One-sentence conclusion for this section: The inflammatory link that best explains GrimAge acceleration centers on CXCL9, with TNF and CCL-family proteins reinforcing the same direction.

Section 3: Mendelian randomization turns CXCL9 from correlation into causality

Correlation can be a trap in aging biology, especially when inflammation and epigenetic change can both be downstream of the same unmeasured factor. To address that, the team adds a causal-check layer using Mendelian randomization.

In the Mendelian randomization analysis, the researchers test whether genetically predicted differences in CXCL9 levels correspond to differences in epigenetic aging outcomes. The result is presented as a directionally consistent causal pattern: people with higher CXCL9 levels show epigenetically “older” profiles and faster aging.

Here, “faster” is interpreted through acceleration metrics such as EAA_GrimAge. The study reports that this causal connection is also confirmed for PhenoAge, not just GrimAge.

The paper further states that the association persists even after multiple statistical adjustments, which is important because multiple testing can inflate apparent effects when many comparisons are made.

The causal-check does not stop at CXCL9. The researchers also report that TNF and CXCL10 are causally linked to faster aging when the outcome is defined using EAA_GrimAge.

The study then uses these causal signals to support a broader claim about mechanism at the level of aging biology. Because inflammatory factors connect to multimorbidity, the authors conclude that inflammaging may “drive” age-related diseases rather than merely accompany them.

One-sentence conclusion for this section: Mendelian randomization supports CXCL9 as a causal driver of faster epigenetic aging, with TNF and CXCL10 showing similar causal links under GrimAge acceleration.

Section 4: Gender differences are small, and IFN/IL-22 responses fail to rise

The final section shifts from statistical inference to biological plausibility, and it does so by testing whether the inflammatory clock signals correspond to functional immune responses.

First, the team examines sex-stratified results. They report that men and women show little difference in reaching statistical significance. The CXCL9 effect appears to be largely independent of sex, suggesting that the CXCL9–aging link is not confined to one demographic group.

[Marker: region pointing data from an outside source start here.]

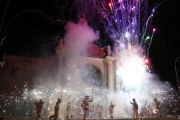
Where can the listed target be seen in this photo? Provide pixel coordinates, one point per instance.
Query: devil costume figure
(85, 106)
(135, 107)
(111, 110)
(39, 108)
(56, 110)
(157, 107)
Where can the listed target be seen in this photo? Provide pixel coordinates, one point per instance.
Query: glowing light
(122, 45)
(127, 35)
(147, 38)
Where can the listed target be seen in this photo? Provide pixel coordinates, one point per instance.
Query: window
(32, 74)
(14, 73)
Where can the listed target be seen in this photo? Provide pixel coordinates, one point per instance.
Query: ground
(163, 118)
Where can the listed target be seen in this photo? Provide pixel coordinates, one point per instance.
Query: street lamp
(177, 74)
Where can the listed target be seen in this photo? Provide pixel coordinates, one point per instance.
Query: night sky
(33, 31)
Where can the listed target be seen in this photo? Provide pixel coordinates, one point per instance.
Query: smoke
(137, 81)
(78, 36)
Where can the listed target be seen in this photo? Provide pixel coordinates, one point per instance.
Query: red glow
(147, 61)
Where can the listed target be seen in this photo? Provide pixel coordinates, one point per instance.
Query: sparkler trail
(123, 18)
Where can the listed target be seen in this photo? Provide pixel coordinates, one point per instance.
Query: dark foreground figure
(39, 108)
(56, 110)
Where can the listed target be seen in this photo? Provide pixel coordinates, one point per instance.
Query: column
(110, 75)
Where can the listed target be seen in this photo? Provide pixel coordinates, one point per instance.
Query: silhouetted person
(135, 107)
(158, 107)
(39, 108)
(68, 110)
(85, 106)
(56, 110)
(111, 110)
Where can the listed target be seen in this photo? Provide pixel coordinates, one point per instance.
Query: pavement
(29, 118)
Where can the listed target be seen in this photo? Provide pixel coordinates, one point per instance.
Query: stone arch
(91, 74)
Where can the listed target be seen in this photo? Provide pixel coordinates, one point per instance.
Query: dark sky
(32, 31)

Next comes a functional experiment. The researchers use cells derived from the 500FG and BCG-PRIME cohorts and expose them to pathogens. The key observation is that cells that appear “older” according to the epigenetic clocks perform worse when challenged by pathogens.

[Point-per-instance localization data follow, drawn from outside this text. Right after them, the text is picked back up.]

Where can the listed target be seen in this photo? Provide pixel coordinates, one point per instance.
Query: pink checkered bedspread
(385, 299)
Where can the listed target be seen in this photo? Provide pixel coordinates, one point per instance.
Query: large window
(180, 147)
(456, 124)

This matters because it connects epigenetic aging signatures to immune competence. Even when overall inflammation is higher, the study reports that the actual immune response to threat does not scale appropriately.

Specifically, despite elevated total inflammation, IFN-γ and IL-22 responses fail to emerge properly in the “older” epigenetic clock context. The paper frames the work as observational for the clock–biomarker relationships and emphasizes that causality is inferred only through statistical methods rather than directly proven in the lab.

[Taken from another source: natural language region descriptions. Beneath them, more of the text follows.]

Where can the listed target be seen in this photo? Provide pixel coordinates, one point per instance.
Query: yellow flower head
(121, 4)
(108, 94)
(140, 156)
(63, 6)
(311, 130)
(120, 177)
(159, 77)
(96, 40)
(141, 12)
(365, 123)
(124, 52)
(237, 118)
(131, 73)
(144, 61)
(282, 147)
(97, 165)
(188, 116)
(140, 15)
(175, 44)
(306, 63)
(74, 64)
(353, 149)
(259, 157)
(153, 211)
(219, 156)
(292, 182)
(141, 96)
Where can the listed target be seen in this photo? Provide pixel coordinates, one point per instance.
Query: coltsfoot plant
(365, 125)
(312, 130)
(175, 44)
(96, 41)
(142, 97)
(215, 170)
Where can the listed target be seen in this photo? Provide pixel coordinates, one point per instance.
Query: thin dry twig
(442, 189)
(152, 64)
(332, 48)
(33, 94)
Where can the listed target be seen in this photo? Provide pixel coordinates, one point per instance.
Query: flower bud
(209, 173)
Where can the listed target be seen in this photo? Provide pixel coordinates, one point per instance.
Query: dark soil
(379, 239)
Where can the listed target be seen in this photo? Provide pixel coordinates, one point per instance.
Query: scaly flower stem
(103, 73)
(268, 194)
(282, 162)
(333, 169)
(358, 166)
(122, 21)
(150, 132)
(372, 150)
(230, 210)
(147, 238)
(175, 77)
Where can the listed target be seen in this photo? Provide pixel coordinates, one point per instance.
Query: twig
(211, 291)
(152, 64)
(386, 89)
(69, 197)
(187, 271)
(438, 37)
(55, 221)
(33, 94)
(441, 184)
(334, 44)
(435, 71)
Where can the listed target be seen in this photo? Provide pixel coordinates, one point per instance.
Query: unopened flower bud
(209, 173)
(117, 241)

When the authors describe where the strongest signal sits, they point to the IFN (interferon) pathway. However, they also state that the study does not directly validate the mechanism in this work.

The authors close by identifying what comes next: understanding why CXCL9-associated proteins increase alongside age and, crucially, whether interrupting that axis can slow the aging-linked immune dysfunction.

One-sentence conclusion for this section: CXCL9-linked aging signatures show up similarly across sexes, and “epigenetically older” cells respond poorly to pathogens with weakened IFN-γ and IL-22 output.

The study’s practical implication is that the CXCL9–TNF inflammatory axis may define a terrain where epigenetic aging clocks accelerate, turning biomarker causality into a more actionable target for intervention development—especially in the EAA_GrimAge window where the causal signal is clearest.